Die Zahl der Gjakmarrja-Fälle ist stark gesunken, und so mancher Albaner ist es leid, dass sein Land immer wieder damit assoziiert wird. Doch Top Channel und die Tatsache, dass Blutrache weiterhin strafrechtlich kaum geahndet werden, machen diesen Februar deutlich: «Blut für Blut» steckt noch tief im kulturellen Gedächtnis. Im letzten Jahr registrierte das Nationale Versöhnungskomitee, eine Nichtregierungsorganisation, die Mediatoren in Familienkonflikten einsetzt, elf Fälle von Blutrache und 56 Tötungen, die Blutrache nach sich ziehen könnten. Über 10 000 Personen kamen seit 1990 wegen Familienfehden ums Leben. Und aus Angst vor Vergeltung verschanzten sich viele jahrelang in ihren Häusern oder zogen ins Ausland. Auch heute leben Hunderte Familien in Isolation.

Längst nicht alle Familien, die sich der Tradition verpflichtet fühlen, üben Vergeltung. Der Kanun gibt eine Alternative: Vergebung und Versöhnung. Familien können Mediatoren beauftragen, in Streitfällen zu schlichten. Traditionell übernahmen die ältesten Männer aus dem Dorf die Verhandlungen, heute tun dies vor allem Mitglieder von Nichtregierungsorganisationen, darunter inzwischen auch Frauen, sowie Priester und Imame.

Die traditionellen Vorstellungen von Ehre setzten Mark Mexha jahrelang unter Druck. Der Tod seines Neffen, das Verhalten der Täterfamilie und das Zaudern der Gerichte demütigten ihn zutiefst. Zahlreiche Bekannte bedrängten ihn, sich zu rächen: «Sie sagten mir, ich sei kein Mann.» Tatsächlich habe er einige Male daran gedacht, Mirgen zu töten. «Aber ich betete jedes Mal zu Gott, er möge mir helfen, stark zu bleiben und zu widerstehen.»

Angriff im Fernsehen

Das Nationale Versöhnungskomitee, das vom Konflikt erfahren hatte, kontaktierte nach dem Prozess in Tirana die beiden Familien, um eine Versöhnung in die Wege zu leiten. Beide Parteien willigten ein.

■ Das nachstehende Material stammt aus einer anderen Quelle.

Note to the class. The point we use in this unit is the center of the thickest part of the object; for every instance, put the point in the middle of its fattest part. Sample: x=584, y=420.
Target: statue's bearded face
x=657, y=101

halbes Jahr lang führten die Mediatoren Gespräche mit den verfeindeten Familien. Doch am 7. Februar tat Mirgens Onkel Pjetr etwas Verheerendes: Er trat in der Talkshow «Shqipëria Live» auf und bezichtigte Mark Mexha, ein unzurechnungsfähiger alter Mann zu sein, der Lügen verbreite. Pjetr bezeichnete Mirgen als «Beschuldigten», als gäbe es kein Gerichtsurteil.

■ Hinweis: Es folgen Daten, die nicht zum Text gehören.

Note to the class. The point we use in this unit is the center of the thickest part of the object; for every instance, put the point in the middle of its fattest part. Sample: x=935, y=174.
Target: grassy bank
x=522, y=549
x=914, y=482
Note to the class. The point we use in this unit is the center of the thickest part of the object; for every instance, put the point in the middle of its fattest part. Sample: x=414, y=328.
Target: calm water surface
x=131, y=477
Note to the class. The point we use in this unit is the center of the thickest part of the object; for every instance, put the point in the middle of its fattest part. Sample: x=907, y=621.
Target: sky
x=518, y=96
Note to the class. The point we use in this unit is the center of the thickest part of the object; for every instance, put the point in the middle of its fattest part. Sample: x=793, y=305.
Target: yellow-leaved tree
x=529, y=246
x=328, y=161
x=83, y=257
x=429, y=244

Erregt erzählt Mark Mexha von jenem Moment. «Ein Bekannter rief an und sagte, ich solle den Fernseher einschalten. Danach konnte ich drei Tage nicht schlafen, meine Hände zitterten ununterbrochen.»

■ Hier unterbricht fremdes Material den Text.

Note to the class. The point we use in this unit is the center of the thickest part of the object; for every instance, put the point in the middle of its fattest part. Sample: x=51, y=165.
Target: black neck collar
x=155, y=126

Auch die Mediatoren waren entsetzt. Nach ihrer Einschätzung beging Pjetr eine Verzweiflungstat: Da Mirgen erst nach 22 Jahren gestanden hatte, galt nun seine Familie als unehrenhaft. Mit dem Fernsehauftritt unternahm das Oberhaupt der Sippe einen destruktiven Versuch, die Ehre zu retten.  Drei Wochen später trat Mexha bei Top Channel auf. Die Familien sind bis heute nicht versöhnt. Zum Zeitpunkt des Gesprächs in seiner Wohnung im Juni war Me­xha noch nicht bereit, den Schlichtungsprozess wieder aufzunehmen. Mirgen tauchte nach Mark Mexhas Fernsehauftritt unter. Der Onkel, der die Spuren verwischt haben soll, ist ins Ausland gezogen.